Kiedyś poznałam pewną dziewczynę, która będąc młodsza nie zastanawiała się nad wiarą. Bezmyślnie powtarzała z innymi ,,Wierze w Boga Ojca…, Syna ‘’. Pewnego razu jednak, do jej głowy dotarło pytanie ,,czy ja wierzę bo naprawdę wierzę, czy wierzę bo tak zostałam nauczona’’. Owa dziewczyna, usłyszała to pytanie w swojej głowie podczas słuchania muzyki, uwielbiała słuchać muzyki, jak twierdzi, muzyka jest jednym z najlepszych sposobów przekazywania uczuć. W swoim życiu popełniała dużo błędów, za niektóre płaci do dziś. Owe błędy, zawisały nad nią niczym ciemne chmury tworzące zbroje, które nie dopuszczały słońca.

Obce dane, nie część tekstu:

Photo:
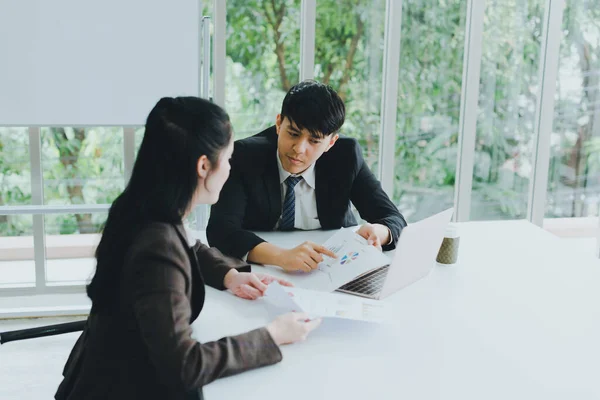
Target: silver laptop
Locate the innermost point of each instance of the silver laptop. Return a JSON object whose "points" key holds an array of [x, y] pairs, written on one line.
{"points": [[415, 256]]}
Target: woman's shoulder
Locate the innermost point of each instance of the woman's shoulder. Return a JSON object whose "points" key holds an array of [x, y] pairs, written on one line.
{"points": [[159, 238]]}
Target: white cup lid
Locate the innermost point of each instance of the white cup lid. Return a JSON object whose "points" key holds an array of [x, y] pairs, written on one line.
{"points": [[451, 231]]}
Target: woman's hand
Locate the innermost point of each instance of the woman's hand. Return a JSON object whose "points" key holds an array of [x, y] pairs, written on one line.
{"points": [[291, 328], [250, 285]]}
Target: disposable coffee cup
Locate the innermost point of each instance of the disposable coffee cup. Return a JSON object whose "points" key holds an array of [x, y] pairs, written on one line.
{"points": [[448, 253]]}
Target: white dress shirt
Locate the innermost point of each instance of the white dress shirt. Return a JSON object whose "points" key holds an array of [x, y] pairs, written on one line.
{"points": [[305, 208]]}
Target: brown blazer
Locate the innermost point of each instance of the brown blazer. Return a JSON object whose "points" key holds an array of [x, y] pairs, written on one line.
{"points": [[144, 349]]}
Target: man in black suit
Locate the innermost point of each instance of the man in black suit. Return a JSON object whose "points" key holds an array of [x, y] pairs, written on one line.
{"points": [[300, 174]]}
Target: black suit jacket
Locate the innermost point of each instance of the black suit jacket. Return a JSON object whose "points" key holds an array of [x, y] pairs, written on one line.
{"points": [[143, 349], [251, 197]]}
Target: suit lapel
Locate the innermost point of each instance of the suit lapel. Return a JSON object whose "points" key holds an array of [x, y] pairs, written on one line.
{"points": [[322, 186], [273, 190], [197, 283]]}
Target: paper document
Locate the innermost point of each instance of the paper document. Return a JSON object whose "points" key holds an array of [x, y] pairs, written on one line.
{"points": [[355, 257], [326, 305]]}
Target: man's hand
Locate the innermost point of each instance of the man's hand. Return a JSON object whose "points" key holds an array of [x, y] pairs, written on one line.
{"points": [[248, 285], [376, 234], [305, 257]]}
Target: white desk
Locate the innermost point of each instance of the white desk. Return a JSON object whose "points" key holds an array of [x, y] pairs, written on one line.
{"points": [[517, 318]]}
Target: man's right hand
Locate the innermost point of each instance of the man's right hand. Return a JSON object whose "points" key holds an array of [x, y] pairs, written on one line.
{"points": [[305, 257]]}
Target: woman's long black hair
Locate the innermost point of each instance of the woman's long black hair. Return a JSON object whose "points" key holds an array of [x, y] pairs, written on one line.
{"points": [[163, 182]]}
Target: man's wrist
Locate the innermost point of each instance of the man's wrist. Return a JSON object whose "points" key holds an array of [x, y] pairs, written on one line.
{"points": [[229, 276]]}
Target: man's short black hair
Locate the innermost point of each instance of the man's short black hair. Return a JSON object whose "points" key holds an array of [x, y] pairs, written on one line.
{"points": [[315, 107]]}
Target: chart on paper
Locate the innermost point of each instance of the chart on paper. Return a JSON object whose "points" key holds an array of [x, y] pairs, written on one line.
{"points": [[354, 257]]}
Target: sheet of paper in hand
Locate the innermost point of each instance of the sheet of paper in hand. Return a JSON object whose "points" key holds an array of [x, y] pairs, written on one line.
{"points": [[355, 257]]}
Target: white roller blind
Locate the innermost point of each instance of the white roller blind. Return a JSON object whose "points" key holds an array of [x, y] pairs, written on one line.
{"points": [[83, 62]]}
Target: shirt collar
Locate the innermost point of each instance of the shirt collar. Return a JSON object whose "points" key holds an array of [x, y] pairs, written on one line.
{"points": [[308, 175]]}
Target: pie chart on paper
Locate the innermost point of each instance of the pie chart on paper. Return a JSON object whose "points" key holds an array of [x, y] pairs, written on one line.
{"points": [[348, 258]]}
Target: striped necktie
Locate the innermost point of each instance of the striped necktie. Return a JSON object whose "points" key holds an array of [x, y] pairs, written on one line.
{"points": [[288, 212]]}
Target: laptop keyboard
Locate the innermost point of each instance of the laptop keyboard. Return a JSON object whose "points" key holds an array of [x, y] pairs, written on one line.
{"points": [[369, 284]]}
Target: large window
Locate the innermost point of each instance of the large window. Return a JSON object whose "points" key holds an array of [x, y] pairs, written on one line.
{"points": [[349, 56], [507, 102], [574, 175], [430, 78], [263, 54]]}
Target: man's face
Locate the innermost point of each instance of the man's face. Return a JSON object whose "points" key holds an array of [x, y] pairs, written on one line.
{"points": [[298, 149]]}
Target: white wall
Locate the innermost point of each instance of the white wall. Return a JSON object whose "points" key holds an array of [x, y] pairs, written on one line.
{"points": [[83, 62]]}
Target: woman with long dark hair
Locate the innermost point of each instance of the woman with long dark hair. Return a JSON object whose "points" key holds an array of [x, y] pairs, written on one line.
{"points": [[149, 283]]}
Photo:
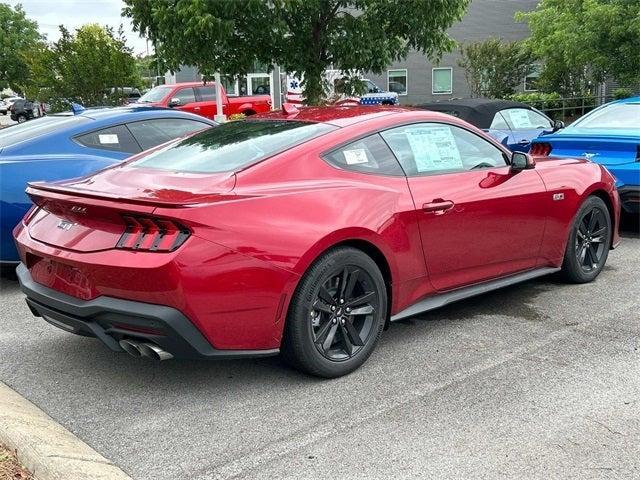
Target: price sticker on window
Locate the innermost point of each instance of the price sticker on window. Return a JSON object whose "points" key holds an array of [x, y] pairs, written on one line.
{"points": [[108, 139]]}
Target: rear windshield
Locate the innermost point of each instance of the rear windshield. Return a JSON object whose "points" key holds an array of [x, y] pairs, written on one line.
{"points": [[34, 128], [155, 94], [618, 115], [232, 146]]}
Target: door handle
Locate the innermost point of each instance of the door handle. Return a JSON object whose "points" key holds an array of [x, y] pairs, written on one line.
{"points": [[438, 206]]}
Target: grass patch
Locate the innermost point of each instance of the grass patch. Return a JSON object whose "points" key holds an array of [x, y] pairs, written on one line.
{"points": [[10, 468]]}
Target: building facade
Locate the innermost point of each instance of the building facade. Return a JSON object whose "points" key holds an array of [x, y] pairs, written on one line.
{"points": [[426, 81], [415, 79]]}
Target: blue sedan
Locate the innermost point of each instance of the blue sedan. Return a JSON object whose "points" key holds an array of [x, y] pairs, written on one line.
{"points": [[63, 146], [608, 135]]}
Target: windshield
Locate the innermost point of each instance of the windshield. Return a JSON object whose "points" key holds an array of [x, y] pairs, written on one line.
{"points": [[34, 128], [155, 94], [616, 116], [232, 146]]}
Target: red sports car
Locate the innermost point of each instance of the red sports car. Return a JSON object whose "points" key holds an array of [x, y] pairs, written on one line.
{"points": [[305, 232]]}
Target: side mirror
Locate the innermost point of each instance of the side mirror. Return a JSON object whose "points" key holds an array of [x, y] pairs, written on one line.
{"points": [[522, 161]]}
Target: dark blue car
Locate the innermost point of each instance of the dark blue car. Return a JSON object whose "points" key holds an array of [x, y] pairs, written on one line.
{"points": [[63, 146], [513, 124], [610, 136]]}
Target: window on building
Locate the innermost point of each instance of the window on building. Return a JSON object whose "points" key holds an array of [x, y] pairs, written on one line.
{"points": [[397, 81], [442, 81], [531, 80]]}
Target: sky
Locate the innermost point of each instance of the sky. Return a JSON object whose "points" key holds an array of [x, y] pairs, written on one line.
{"points": [[74, 13]]}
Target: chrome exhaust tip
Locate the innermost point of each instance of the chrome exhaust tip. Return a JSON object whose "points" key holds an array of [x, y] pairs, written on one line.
{"points": [[153, 351], [131, 347]]}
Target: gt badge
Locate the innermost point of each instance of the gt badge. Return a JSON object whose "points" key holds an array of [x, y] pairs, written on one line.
{"points": [[65, 224]]}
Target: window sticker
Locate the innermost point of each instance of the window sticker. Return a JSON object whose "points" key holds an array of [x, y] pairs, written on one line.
{"points": [[356, 156], [434, 149], [108, 139], [519, 118]]}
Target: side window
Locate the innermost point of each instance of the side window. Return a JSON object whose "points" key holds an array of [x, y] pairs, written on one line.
{"points": [[185, 95], [499, 123], [207, 94], [150, 133], [369, 155], [525, 119], [433, 148], [116, 138]]}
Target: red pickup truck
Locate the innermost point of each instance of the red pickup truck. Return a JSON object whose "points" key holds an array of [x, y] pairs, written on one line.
{"points": [[198, 98]]}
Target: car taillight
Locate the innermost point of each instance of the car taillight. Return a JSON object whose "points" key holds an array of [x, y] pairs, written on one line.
{"points": [[152, 234], [540, 149]]}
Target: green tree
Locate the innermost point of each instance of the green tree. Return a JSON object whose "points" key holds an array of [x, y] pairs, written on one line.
{"points": [[582, 42], [18, 35], [494, 68], [85, 67], [304, 37]]}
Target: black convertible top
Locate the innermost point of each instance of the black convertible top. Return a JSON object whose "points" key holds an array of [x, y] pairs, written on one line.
{"points": [[476, 111]]}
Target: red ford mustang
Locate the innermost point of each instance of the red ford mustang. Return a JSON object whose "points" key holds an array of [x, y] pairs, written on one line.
{"points": [[305, 232]]}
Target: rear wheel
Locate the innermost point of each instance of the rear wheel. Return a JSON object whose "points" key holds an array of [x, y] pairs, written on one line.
{"points": [[336, 315], [588, 245]]}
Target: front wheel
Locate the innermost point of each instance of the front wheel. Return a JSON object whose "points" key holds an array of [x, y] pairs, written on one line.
{"points": [[336, 315], [588, 244]]}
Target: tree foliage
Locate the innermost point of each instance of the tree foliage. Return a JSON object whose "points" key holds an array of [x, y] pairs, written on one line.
{"points": [[18, 35], [83, 67], [304, 37], [494, 68], [581, 42]]}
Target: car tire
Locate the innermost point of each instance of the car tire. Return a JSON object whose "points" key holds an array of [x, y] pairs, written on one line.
{"points": [[589, 241], [323, 336]]}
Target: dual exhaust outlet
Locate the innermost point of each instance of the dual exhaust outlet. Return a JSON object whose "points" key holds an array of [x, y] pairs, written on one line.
{"points": [[144, 349]]}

Jednak od momentu, gdy usłyszała w sercu pytanie ,,czy wierzy’’, coś w niej pękło. Zaczęła zastanawiać się nad swoją wiarą i nad tym kim naprawdę jest.

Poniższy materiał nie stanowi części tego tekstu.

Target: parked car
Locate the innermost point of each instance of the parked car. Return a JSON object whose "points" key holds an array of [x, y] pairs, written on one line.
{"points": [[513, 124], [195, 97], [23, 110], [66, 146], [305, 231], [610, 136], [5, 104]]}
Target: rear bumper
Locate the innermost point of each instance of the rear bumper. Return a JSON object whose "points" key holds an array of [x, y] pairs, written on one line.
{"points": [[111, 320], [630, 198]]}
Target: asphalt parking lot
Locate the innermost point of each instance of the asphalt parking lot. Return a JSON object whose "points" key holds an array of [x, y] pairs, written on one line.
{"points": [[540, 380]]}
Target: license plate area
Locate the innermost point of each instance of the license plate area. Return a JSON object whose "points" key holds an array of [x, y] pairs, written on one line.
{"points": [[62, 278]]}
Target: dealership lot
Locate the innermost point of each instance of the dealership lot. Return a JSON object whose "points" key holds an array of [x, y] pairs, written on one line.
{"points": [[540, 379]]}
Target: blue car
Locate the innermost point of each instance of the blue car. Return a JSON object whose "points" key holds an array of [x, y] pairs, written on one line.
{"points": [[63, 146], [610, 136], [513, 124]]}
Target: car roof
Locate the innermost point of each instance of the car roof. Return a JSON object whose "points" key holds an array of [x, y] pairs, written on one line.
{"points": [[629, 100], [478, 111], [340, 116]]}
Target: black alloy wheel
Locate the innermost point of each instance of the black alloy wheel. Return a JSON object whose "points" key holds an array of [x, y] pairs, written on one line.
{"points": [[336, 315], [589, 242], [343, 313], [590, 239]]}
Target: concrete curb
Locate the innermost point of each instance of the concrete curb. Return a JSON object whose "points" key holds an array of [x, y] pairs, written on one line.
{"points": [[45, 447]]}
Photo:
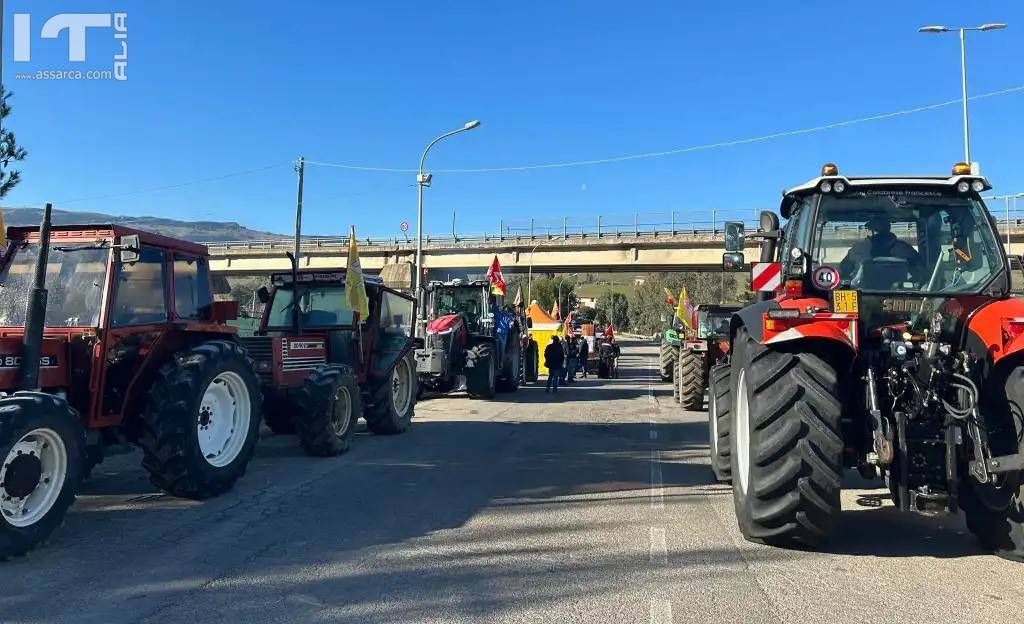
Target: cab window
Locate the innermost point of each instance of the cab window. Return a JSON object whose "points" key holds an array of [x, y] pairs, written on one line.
{"points": [[140, 297]]}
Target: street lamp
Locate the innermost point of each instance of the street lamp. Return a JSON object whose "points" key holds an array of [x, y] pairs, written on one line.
{"points": [[963, 31], [423, 179]]}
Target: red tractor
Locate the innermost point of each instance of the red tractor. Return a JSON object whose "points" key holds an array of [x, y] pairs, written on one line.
{"points": [[111, 335], [470, 340], [886, 340], [322, 367]]}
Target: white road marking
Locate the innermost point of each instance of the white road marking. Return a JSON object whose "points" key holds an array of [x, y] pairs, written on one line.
{"points": [[658, 547], [660, 611]]}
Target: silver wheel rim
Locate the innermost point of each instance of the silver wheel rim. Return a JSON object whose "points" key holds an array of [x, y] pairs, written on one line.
{"points": [[742, 433], [223, 419], [401, 387], [49, 450], [341, 415]]}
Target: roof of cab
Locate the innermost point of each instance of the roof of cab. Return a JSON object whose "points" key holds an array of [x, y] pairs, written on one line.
{"points": [[93, 232]]}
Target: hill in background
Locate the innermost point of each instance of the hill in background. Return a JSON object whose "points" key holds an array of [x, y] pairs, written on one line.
{"points": [[189, 231]]}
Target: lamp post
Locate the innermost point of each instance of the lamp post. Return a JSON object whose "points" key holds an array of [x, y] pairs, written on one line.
{"points": [[963, 36], [423, 179]]}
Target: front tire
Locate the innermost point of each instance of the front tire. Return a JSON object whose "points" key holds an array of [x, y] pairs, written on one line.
{"points": [[200, 427], [719, 421], [326, 411], [691, 379], [43, 445], [480, 371], [394, 401], [994, 511], [786, 445]]}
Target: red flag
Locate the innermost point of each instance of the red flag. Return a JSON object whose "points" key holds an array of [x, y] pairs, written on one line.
{"points": [[496, 279]]}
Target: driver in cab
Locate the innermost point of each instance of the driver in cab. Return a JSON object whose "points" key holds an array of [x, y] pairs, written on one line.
{"points": [[881, 244]]}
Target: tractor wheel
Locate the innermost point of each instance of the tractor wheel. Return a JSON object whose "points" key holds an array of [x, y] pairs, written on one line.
{"points": [[531, 364], [279, 414], [995, 510], [480, 371], [667, 361], [511, 367], [719, 410], [43, 445], [394, 401], [326, 411], [691, 379], [786, 445], [200, 427]]}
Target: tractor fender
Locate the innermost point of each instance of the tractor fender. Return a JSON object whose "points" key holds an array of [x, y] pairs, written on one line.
{"points": [[996, 330]]}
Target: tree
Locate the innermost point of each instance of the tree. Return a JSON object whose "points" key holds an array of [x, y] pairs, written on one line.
{"points": [[9, 150], [612, 307], [650, 314]]}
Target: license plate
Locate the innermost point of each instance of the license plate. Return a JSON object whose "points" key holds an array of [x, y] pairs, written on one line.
{"points": [[845, 301]]}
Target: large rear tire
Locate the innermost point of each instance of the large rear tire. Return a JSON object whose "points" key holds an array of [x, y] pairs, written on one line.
{"points": [[326, 411], [786, 445], [42, 444], [994, 511], [394, 401], [691, 379], [511, 366], [531, 363], [667, 361], [480, 371], [200, 427], [719, 421]]}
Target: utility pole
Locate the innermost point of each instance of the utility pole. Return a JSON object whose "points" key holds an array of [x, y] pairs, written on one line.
{"points": [[301, 169]]}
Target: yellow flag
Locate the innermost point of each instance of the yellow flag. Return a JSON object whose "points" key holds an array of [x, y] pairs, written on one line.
{"points": [[355, 290], [682, 309]]}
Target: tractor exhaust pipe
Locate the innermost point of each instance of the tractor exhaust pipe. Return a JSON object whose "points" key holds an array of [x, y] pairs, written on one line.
{"points": [[35, 317]]}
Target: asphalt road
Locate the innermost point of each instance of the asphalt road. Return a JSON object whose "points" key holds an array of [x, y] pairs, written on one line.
{"points": [[596, 506]]}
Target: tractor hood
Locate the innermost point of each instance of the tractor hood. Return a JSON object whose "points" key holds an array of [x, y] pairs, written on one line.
{"points": [[443, 324], [52, 362]]}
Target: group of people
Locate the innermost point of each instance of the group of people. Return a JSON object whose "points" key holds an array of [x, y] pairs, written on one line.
{"points": [[564, 360]]}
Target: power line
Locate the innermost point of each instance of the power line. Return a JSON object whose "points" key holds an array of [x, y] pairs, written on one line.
{"points": [[171, 186], [738, 141]]}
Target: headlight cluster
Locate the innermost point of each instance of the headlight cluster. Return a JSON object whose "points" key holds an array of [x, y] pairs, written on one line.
{"points": [[966, 185]]}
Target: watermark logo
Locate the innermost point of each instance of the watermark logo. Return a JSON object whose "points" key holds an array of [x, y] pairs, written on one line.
{"points": [[78, 27]]}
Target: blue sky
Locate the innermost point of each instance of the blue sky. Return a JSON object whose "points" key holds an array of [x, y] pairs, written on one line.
{"points": [[219, 87]]}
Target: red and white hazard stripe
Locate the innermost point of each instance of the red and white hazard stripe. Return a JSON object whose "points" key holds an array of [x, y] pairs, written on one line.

Z całej siły, chciała wydostać się z tej ponurej i ciemnej klatki. Parę słów i piękna melodia której słuchała, pozwoliły jej ponownie ujrzeć życie w jasnych barwach i pogodzić się z tym że choć przeszłość może boleć to od nas zależy czy przyszłość będzie lepsza. Gdy powoli podnosiła się z popiołów, zaczęła czuć się jak by wracała do życia, bo czasem to co przetrwa jest leprze i silniejsze od tego co było. Zaczęła zauważała najdrobniejsze szczegóły, doceniała je, a w jej życie przedostawały się promienie słoneczne. Zaczęła cieszyć się życiem.. W muzyce odkrywała radość i wyczuwać Bożą miłość. Czasem trzeba zejść w cień by zrozumieć co jest ważne.

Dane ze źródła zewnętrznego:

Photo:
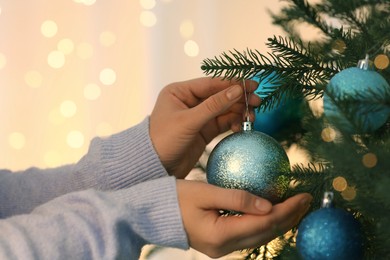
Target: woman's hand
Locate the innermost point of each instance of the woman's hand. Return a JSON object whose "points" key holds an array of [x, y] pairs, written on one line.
{"points": [[189, 114], [216, 235]]}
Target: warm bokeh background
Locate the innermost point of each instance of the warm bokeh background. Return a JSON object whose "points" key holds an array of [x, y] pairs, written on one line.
{"points": [[74, 69], [71, 70]]}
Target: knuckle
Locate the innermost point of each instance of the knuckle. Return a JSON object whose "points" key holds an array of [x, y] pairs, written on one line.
{"points": [[213, 104]]}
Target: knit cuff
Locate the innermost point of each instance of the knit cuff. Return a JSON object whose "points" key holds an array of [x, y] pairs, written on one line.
{"points": [[129, 158], [157, 212]]}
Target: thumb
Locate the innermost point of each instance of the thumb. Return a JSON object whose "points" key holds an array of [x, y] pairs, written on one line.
{"points": [[216, 104], [240, 201]]}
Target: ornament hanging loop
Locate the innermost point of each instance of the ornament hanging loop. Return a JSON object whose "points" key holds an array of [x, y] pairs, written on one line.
{"points": [[365, 64], [246, 102], [327, 200]]}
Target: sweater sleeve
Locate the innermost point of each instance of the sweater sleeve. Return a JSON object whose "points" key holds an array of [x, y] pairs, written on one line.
{"points": [[93, 224], [112, 163]]}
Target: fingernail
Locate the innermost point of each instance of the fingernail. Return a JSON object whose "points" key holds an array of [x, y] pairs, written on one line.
{"points": [[263, 205], [234, 92]]}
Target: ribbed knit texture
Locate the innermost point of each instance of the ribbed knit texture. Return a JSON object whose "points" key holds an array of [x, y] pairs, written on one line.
{"points": [[107, 206]]}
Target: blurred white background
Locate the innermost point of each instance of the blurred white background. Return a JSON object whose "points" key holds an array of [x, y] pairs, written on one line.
{"points": [[74, 69]]}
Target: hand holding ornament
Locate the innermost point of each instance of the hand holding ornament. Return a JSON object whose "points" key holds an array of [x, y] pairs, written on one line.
{"points": [[189, 114], [216, 235]]}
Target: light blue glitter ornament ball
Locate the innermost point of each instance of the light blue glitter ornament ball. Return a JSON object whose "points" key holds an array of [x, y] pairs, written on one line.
{"points": [[368, 94], [329, 233], [252, 161]]}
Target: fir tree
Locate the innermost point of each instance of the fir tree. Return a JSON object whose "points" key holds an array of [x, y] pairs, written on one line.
{"points": [[348, 31]]}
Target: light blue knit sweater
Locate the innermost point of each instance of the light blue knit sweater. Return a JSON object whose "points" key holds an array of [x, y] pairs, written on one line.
{"points": [[107, 206]]}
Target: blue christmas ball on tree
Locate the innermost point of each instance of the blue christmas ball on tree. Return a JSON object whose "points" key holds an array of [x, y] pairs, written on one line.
{"points": [[330, 233], [252, 161], [289, 112], [365, 95]]}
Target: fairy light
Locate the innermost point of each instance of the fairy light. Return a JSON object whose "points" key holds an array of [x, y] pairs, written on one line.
{"points": [[340, 183], [328, 134], [369, 160], [381, 61]]}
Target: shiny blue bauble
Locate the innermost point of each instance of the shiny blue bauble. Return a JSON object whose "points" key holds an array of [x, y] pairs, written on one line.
{"points": [[369, 92], [252, 161], [278, 118], [330, 233]]}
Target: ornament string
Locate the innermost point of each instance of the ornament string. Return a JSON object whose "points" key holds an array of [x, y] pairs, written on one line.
{"points": [[246, 95]]}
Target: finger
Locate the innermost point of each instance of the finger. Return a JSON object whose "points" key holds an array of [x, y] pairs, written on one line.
{"points": [[214, 106], [250, 230], [235, 200], [205, 87]]}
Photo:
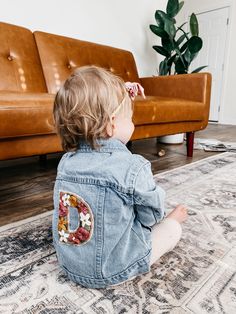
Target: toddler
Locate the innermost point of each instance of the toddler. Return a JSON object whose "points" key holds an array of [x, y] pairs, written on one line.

Podczas wyprawy na górę Liwocz, chciałam uwiecznić Krzyż. Zrobiłam mnóstwo zdjęć z wierzy widokowej. Ale kiedy schodziłam z góry, coś mnie tknęło i usłyszałam wewnętrzny głos „w najdrobniejszych i skrywanych w cieniu rzeczach kryje się piękno”. Zaczęłam szukać takich miejsc. Piękna natura, kwiaty, krajobrazy. Obchodząc wierzę dookoła w cieniu, ujrzałam wiszącego na krzyżu Pana Jezusa. Piękny, a zarazem smutny, bo każdy turysta robił sobie zdjęcia na głównej części placu najczęściej przy figurze Św. Jana Pawła II, a koło krzyża nie było nikogo. Stałam i myślałam. Każdy z ludzi, woli patrzeć na to co wielki, przyciągające blaskiem, a nie cieszy się tym co małe, skryte, najdrobniejsze. Gdy wracałam już do domu, postanowiłam zrobić jeszcze kilka zdjęć, m.in. stacji drogi krzyżowej. Nie z przypadku wybrałam 12 stację drogi krzyżowej, która mówi o tym jak Pan Jezus umarł za nas, abyśmy mogli cieszyć się zmartwychwstaniem i życiem wiecznym.
Owa dziewczyna, o której wspomniałam na początku, kojarzy mi się trochę z wskrzeszonym Łazarzem. Pan ponownie tchnął w nią życie i prawdziwą wiarę. Już wiem, że powinniśmy tak jak ona cieszyć się nawet najdrobniejszym pięknem i sukcesami.